2011 is drawing to a close and if you’re like one of the 150 million Americans you are in debt. If you don’t want 2012 to be a repeat of this year you’ll need to make a plan to get out of debt in 2012. It takes more than just making a New Year’s resolution to reduce your debt. You’ll need a plan and you’ll need to stick to it. Here’s a blueprint you can use to make 2012 a debt free year.
Add it up
Have you actually added up all your debt yet? A lot of people don’t even know how much they really owe. The just keep making payments every month until they run out of money and then let the bills they can’t pay roll over to the next month. The problem is, they never make up the deficit. In fact, it just keeps getting bigger every month as late charges are tacked on by the creditors.
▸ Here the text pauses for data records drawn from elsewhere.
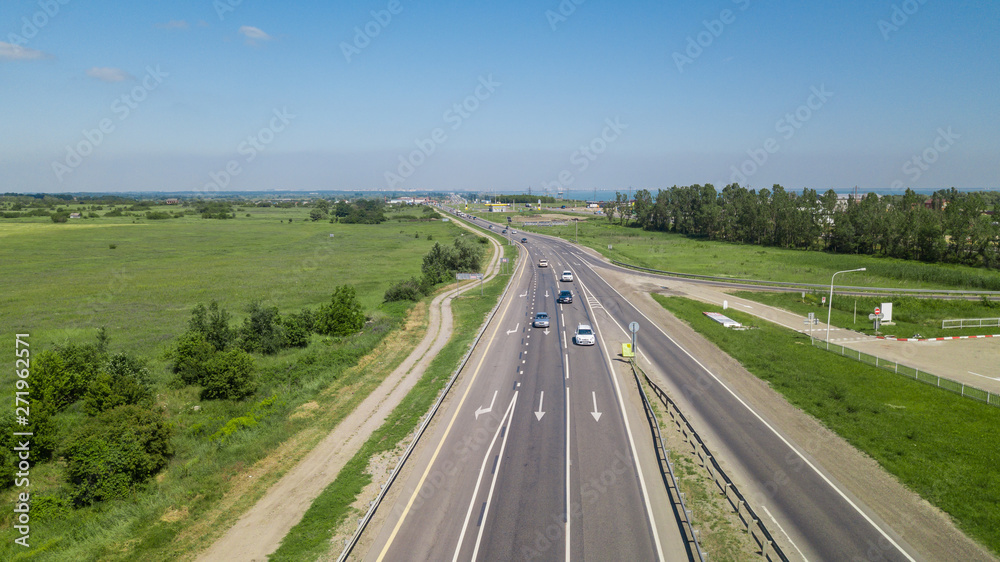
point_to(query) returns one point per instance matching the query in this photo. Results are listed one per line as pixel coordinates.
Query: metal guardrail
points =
(353, 541)
(970, 323)
(676, 497)
(805, 285)
(913, 373)
(769, 549)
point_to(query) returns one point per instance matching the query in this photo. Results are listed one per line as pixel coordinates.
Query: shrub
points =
(111, 454)
(229, 376)
(342, 315)
(404, 290)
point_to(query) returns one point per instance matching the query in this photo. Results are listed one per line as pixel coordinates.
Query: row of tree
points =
(950, 226)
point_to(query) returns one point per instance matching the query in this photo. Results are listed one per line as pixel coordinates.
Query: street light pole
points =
(829, 302)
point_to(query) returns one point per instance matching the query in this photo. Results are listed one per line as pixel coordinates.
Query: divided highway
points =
(533, 454)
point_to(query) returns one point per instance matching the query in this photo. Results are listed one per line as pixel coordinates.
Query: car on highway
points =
(541, 320)
(584, 335)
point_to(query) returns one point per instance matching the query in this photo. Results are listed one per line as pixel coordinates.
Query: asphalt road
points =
(820, 520)
(536, 430)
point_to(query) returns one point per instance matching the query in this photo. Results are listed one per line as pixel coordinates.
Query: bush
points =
(262, 330)
(343, 315)
(191, 357)
(125, 381)
(110, 455)
(405, 290)
(229, 376)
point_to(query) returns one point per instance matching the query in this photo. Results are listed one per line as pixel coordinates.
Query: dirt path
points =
(929, 530)
(260, 530)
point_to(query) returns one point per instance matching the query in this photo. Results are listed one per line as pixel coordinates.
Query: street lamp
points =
(830, 302)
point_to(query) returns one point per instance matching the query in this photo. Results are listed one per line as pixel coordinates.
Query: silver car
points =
(541, 320)
(584, 335)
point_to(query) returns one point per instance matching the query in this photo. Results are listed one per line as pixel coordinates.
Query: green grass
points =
(910, 315)
(674, 252)
(940, 445)
(61, 281)
(310, 538)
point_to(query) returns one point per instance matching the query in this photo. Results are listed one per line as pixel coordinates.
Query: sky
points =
(554, 95)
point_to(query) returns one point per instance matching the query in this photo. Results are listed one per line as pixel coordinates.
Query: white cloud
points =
(173, 24)
(254, 34)
(9, 51)
(107, 74)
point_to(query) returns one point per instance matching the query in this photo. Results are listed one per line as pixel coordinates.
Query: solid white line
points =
(496, 473)
(482, 468)
(567, 511)
(767, 425)
(628, 433)
(768, 511)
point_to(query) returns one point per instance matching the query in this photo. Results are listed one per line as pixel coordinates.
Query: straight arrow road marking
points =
(490, 409)
(595, 413)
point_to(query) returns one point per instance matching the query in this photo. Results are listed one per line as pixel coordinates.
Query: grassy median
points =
(940, 445)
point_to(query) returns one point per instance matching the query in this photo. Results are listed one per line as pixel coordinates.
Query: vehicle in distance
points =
(541, 320)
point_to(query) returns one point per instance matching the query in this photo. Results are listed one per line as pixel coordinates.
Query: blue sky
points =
(226, 94)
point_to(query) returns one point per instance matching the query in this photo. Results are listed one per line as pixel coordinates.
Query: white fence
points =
(914, 373)
(971, 323)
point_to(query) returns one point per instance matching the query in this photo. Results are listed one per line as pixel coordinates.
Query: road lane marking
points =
(451, 423)
(768, 511)
(628, 433)
(493, 484)
(767, 425)
(567, 511)
(482, 469)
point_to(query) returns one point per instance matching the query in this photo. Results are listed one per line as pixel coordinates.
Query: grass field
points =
(62, 281)
(911, 316)
(674, 252)
(940, 445)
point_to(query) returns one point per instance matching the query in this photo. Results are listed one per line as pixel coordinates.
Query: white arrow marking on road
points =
(595, 413)
(490, 409)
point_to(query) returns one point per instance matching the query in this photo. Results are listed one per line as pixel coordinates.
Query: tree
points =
(111, 454)
(343, 315)
(229, 376)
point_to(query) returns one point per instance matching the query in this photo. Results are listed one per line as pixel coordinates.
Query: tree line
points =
(950, 226)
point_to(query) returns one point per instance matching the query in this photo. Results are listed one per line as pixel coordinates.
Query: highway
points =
(534, 454)
(819, 518)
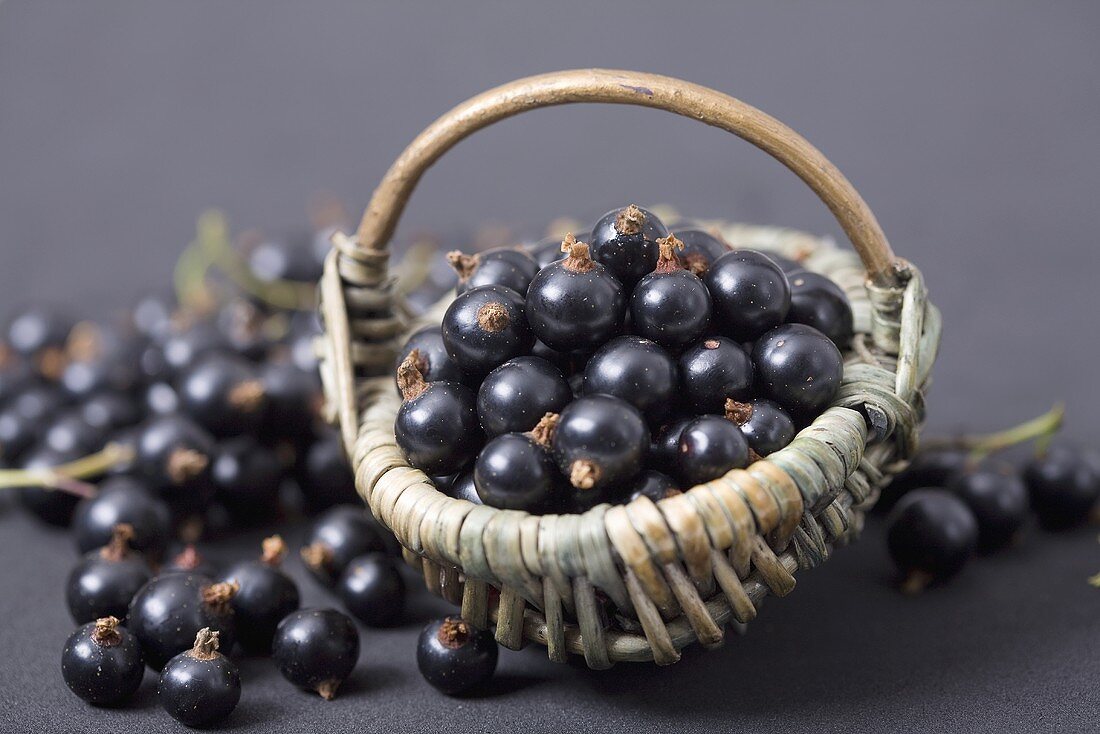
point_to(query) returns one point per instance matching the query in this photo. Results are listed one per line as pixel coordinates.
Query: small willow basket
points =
(682, 569)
Add up all your debts. Make a list of who you owe, how much you owe, how much your monthly payments are and the interest rate. Reality hurts but you need to know what you’re up against.
Keep an eye on your spending habits. The average American spends approximately $400 a month more than they bring home in their paycheck and most don’t even realize it. Track every single cent you spend for an entire month. Little things – that designer cup of coffee every morning, fresh doughnuts on the weekends, dinners out, the shoe sale at DSW – really add up and if you’re serious about reducing your debt then every penny counts.
To seriously attack your debt you will need to make some spending cuts. Yes, it’s going to hurt. But only for a little while. After one or two months you’re going to be able to see that mountain of debt start to shrink. And you won’t believe it right now, but when that starts to happen you’re going to be more more motivated than ever before.
Reorganize your debt
Some of your debt can be reorganized. For example, maybe you can use a lower interest rate credit card to pay off one of you higher interest rate loans. If you contact the credit card companies you may be able to get them to lower your interest rate as well. If you go a step further and talk to a credit counseling service they may be able to reorganize your debt into a single monthly payment at a much lower interest rate.
Making a commitment to reduce your debt in 2012 isn’t going to be easy and, in the beginning, you’re going to have to force yourself to stay motivated. Don’t reward yourself with something that’s going to cost you more money. That money could be better spent getting rid of a bill or two.
Instead, make a chart or a big calendar that you can hang on the wall and start tracking your debt. It won’t be long before you see it start to drop and that’s going to be all the motivation you need to keep going.